L'ouragan Melissa de catégorie 5 frappe la Jamaïque et pulvérise le record régional de vitesse du vent

Auteur : max four

Le 28 octobre 2025 restera gravé dans les annales météorologiques des Caraïbes comme le jour où l'ouragan Melissa, classé en catégorie 5, a touché terre en Jamaïque. Ce phénomène d'une intensité sans précédent a plongé la région dans une crise majeure, redéfinissant les standards de dangerosité climatique pour la zone. Avec des vents soutenus atteignant le chiffre vertigineux de 160 mph, Melissa a officiellement détrôné le record historique détenu par l'ouragan Gilbert depuis 1988, lequel affichait des pointes à 130 mph. Cette puissance dévastatrice marque un tournant sombre pour la sécurité régionale.

L'ampleur des dégâts a été considérablement aggravée par la progression particulièrement lente et délibérée du système vers l'ouest. Dès le 27 octobre 2025, Melissa ne se déplaçait qu'à une vitesse de 3 mph, une stagnation qui a favorisé des précipitations diluviennes.

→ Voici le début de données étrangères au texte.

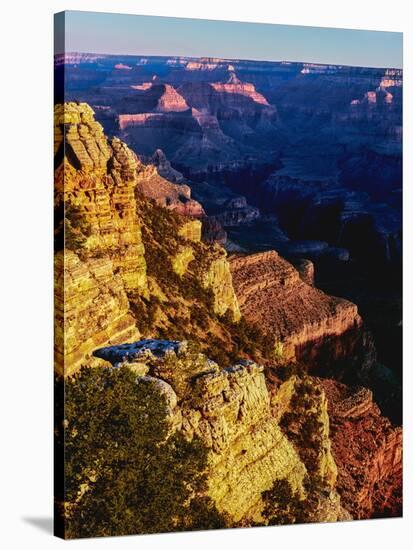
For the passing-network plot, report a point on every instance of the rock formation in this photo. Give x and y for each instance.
(272, 295)
(238, 420)
(105, 291)
(367, 450)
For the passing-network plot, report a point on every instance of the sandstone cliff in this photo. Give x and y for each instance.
(239, 421)
(125, 265)
(367, 450)
(272, 294)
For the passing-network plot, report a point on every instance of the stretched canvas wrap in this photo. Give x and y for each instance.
(227, 274)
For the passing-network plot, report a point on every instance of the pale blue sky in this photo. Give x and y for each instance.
(147, 35)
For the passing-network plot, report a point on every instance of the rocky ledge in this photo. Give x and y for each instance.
(272, 294)
(238, 420)
(367, 449)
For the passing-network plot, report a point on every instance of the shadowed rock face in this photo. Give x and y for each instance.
(238, 420)
(272, 295)
(367, 450)
(328, 137)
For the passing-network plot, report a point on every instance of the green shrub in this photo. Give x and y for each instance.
(124, 472)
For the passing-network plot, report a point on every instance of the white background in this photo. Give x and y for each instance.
(26, 186)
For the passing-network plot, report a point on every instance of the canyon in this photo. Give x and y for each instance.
(200, 225)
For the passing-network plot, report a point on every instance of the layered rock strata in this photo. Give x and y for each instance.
(272, 295)
(367, 450)
(238, 420)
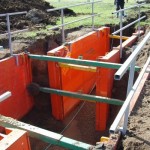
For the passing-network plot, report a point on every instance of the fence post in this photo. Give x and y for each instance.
(93, 15)
(139, 20)
(62, 22)
(130, 84)
(121, 13)
(9, 33)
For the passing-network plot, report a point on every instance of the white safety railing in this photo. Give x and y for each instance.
(62, 16)
(130, 62)
(121, 22)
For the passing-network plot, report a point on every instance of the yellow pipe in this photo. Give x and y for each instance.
(118, 37)
(78, 67)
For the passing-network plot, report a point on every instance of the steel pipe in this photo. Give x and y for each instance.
(14, 13)
(131, 58)
(78, 61)
(128, 25)
(91, 98)
(15, 32)
(128, 8)
(73, 21)
(115, 126)
(50, 10)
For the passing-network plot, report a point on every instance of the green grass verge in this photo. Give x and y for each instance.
(105, 8)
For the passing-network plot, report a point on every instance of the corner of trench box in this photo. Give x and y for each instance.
(15, 75)
(89, 47)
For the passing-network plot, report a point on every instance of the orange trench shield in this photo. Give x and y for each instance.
(15, 78)
(89, 47)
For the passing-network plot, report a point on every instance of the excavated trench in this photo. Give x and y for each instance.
(82, 126)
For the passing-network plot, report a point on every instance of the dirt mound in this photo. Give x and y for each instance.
(36, 13)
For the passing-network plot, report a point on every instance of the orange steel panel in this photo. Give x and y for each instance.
(104, 86)
(15, 79)
(15, 139)
(89, 47)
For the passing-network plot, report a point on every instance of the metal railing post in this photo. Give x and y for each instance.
(139, 21)
(121, 22)
(93, 15)
(9, 33)
(62, 22)
(130, 84)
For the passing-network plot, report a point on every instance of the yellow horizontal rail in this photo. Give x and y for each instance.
(118, 37)
(78, 67)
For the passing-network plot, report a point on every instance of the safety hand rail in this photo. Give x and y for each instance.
(121, 22)
(138, 5)
(50, 10)
(128, 25)
(115, 126)
(122, 70)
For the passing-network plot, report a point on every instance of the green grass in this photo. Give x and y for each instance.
(106, 7)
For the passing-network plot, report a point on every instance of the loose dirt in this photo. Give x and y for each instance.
(83, 126)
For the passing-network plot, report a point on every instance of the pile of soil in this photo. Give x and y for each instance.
(36, 14)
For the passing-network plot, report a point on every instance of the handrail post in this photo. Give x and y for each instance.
(121, 22)
(62, 22)
(139, 21)
(92, 14)
(9, 33)
(130, 84)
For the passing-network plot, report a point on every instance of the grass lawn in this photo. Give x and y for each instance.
(105, 7)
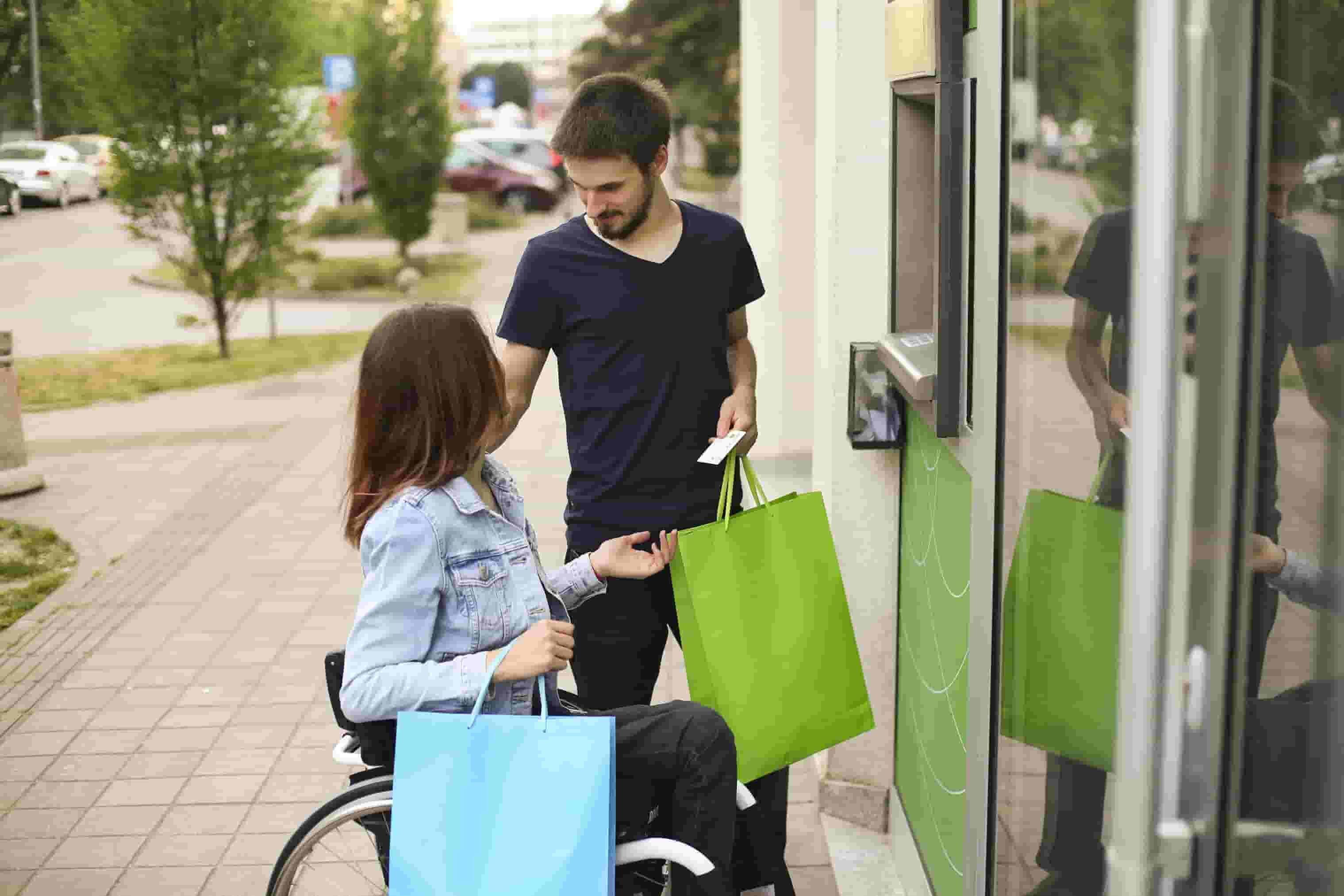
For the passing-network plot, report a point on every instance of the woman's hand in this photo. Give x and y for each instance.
(547, 646)
(618, 558)
(1265, 557)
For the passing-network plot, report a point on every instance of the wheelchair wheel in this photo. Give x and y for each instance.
(342, 848)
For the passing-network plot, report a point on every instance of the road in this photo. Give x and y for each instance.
(65, 287)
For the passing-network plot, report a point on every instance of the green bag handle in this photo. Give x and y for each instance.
(1106, 457)
(749, 476)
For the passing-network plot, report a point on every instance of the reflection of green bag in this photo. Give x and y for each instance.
(765, 628)
(1061, 628)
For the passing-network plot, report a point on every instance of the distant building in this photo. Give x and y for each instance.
(542, 45)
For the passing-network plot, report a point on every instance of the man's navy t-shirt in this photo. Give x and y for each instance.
(643, 363)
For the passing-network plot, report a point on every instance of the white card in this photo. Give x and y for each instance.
(719, 449)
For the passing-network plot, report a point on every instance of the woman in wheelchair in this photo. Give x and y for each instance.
(452, 575)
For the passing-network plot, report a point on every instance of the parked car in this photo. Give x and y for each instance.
(517, 185)
(531, 147)
(96, 150)
(11, 200)
(49, 171)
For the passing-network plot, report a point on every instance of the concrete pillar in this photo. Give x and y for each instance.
(779, 212)
(851, 260)
(15, 476)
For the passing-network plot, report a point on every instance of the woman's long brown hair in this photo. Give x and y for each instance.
(430, 388)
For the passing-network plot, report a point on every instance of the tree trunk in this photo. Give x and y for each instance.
(221, 324)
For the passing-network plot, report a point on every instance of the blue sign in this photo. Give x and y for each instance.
(338, 73)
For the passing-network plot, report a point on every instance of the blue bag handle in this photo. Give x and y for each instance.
(490, 673)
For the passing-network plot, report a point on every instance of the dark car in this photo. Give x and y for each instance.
(10, 199)
(514, 183)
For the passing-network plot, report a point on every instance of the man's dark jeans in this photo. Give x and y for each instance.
(618, 641)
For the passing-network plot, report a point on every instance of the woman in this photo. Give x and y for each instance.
(452, 575)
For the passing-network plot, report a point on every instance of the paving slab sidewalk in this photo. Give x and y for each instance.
(163, 718)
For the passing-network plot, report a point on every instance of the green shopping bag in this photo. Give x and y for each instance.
(1061, 628)
(765, 628)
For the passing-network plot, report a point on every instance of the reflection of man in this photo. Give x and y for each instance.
(1303, 313)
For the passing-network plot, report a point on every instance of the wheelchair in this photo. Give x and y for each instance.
(342, 850)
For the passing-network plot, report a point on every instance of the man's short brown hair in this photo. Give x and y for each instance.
(613, 116)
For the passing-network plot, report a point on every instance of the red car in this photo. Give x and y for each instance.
(515, 185)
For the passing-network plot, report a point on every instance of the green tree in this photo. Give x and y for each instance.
(399, 123)
(693, 49)
(218, 147)
(512, 84)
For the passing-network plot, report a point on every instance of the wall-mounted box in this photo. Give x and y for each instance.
(912, 41)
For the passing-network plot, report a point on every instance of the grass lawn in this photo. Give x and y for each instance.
(447, 277)
(34, 562)
(74, 381)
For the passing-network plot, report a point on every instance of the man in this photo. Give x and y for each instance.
(1303, 313)
(643, 300)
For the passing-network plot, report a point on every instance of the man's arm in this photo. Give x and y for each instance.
(1323, 379)
(738, 410)
(1088, 369)
(522, 369)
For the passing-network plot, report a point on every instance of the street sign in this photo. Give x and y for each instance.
(338, 73)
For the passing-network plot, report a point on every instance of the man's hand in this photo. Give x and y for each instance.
(618, 558)
(738, 413)
(547, 646)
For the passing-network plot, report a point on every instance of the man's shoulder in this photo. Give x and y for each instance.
(714, 226)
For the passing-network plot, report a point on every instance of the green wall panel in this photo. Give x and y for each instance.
(932, 641)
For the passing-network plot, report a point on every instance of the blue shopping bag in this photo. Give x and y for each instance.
(503, 805)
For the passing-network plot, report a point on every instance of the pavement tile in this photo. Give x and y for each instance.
(315, 789)
(74, 882)
(78, 699)
(19, 855)
(254, 850)
(62, 794)
(136, 718)
(167, 677)
(162, 765)
(206, 820)
(96, 742)
(35, 824)
(132, 698)
(276, 819)
(197, 718)
(162, 882)
(238, 762)
(103, 821)
(56, 720)
(183, 850)
(14, 882)
(97, 677)
(232, 881)
(229, 676)
(214, 695)
(242, 737)
(23, 768)
(42, 743)
(273, 714)
(221, 789)
(95, 852)
(304, 761)
(180, 739)
(85, 768)
(142, 792)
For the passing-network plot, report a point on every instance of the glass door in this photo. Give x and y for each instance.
(1230, 733)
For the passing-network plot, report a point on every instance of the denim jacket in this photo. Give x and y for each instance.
(445, 581)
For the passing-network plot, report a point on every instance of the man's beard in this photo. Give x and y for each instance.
(636, 221)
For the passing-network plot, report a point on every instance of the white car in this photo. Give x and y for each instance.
(49, 171)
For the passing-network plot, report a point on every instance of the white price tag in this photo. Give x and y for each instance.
(719, 449)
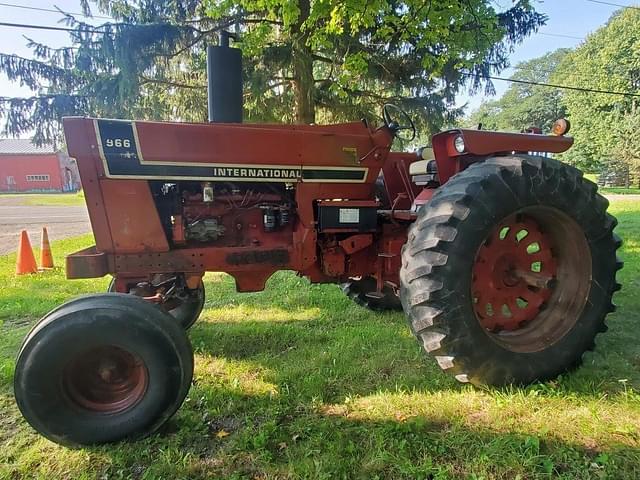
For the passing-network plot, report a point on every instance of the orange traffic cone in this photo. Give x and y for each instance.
(46, 258)
(26, 262)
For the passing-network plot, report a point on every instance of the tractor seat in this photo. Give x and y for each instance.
(424, 171)
(420, 167)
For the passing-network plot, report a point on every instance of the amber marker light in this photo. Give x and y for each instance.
(560, 127)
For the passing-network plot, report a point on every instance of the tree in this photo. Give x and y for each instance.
(305, 60)
(602, 124)
(524, 105)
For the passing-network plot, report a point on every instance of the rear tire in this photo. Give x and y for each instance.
(102, 368)
(359, 290)
(449, 249)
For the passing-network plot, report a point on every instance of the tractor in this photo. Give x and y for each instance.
(503, 261)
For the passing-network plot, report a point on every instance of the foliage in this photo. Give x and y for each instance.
(304, 60)
(604, 125)
(299, 382)
(525, 105)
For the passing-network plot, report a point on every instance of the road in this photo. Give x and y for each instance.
(61, 222)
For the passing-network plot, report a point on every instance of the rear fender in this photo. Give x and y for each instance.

Dans certaines zones localisées, les cumuls de pluie ont atteint jusqu'à 40 pouces, saturant les sols et provoquant des inondations éclair catastrophiques. Le relief accidenté et montagneux de la Jamaïque a également subi de nombreux glissements de terrain, tandis que des phénomènes similaires de submersion et de mouvements de terrain ont été signalés en Haïti et en République Dominicaine.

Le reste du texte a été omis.